Sources of information
1. USSR author's certificate N 1264007, G 01 F 25/00, 1986.

 2. Copyright certificate of the USSR N 1413462, G 01 L 27/00, 1988.

 3. USSR author's certificate N 767540, G 01 M 10/00, 1978.

 4. Copyright certificate of the USSR N 676928, G 01 P 5/12, 1977.

 5. US patent N 4468760, 367-13 (H 04 R 29/00), 1982.

 6. Max J. Methods and techniques for signal processing in physical measurements. T. 1. - M .: Mir, 1983.

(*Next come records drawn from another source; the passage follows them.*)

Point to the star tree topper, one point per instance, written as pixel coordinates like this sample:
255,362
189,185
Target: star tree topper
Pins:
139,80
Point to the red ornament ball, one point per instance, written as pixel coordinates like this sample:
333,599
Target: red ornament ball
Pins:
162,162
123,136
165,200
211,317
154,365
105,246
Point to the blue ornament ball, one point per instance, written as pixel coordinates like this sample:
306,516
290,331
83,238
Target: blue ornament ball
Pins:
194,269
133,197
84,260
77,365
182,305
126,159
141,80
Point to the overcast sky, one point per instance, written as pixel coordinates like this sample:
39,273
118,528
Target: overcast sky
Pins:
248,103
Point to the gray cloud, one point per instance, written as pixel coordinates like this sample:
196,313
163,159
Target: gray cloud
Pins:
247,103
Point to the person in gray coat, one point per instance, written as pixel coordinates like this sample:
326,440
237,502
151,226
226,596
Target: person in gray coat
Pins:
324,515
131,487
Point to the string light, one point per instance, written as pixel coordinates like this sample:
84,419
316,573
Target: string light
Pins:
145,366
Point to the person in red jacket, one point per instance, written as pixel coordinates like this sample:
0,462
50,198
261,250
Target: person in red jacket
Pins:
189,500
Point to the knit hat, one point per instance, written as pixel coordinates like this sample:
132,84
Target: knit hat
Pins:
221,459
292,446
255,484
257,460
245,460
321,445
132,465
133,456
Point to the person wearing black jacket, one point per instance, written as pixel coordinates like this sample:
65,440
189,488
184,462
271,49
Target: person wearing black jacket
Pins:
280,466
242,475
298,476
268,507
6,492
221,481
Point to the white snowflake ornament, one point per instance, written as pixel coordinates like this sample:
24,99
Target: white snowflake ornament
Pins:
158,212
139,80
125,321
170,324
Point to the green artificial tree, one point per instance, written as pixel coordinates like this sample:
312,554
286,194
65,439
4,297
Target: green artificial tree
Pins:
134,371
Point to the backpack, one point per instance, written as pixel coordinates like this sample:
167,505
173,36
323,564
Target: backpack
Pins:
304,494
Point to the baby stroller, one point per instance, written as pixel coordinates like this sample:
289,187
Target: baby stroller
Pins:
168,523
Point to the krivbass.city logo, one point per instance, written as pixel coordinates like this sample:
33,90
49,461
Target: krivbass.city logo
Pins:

 7. Stakhov A.P. Algorithmic theory of measurements. - M.: Science, 1979.

Claims (2)

 1. The method of determining the transfer function of the measuring system, which consists in the fact that harmonic signals of different frequencies are successively fed to the input of the measuring system, the output signals of the system under study are measured at each frequency, and the transfer function is determined by digitally processing discrete samples of the output signal, characterized in that discrete samples of the output signal are selected with a frequency at which the ratio of the sampling frequency to the signal frequency is a fractional number, the same for all parts frequency, while the duration of the analyzed harmonic signal is set equal to an integer number of beat periods between the sampling frequency and the signal frequency.  2. The method according to claim 1, characterized in that the ratio of the sampling frequency to the frequency of the measured signal is set as the quotient of two numbers from the Fibonacci series.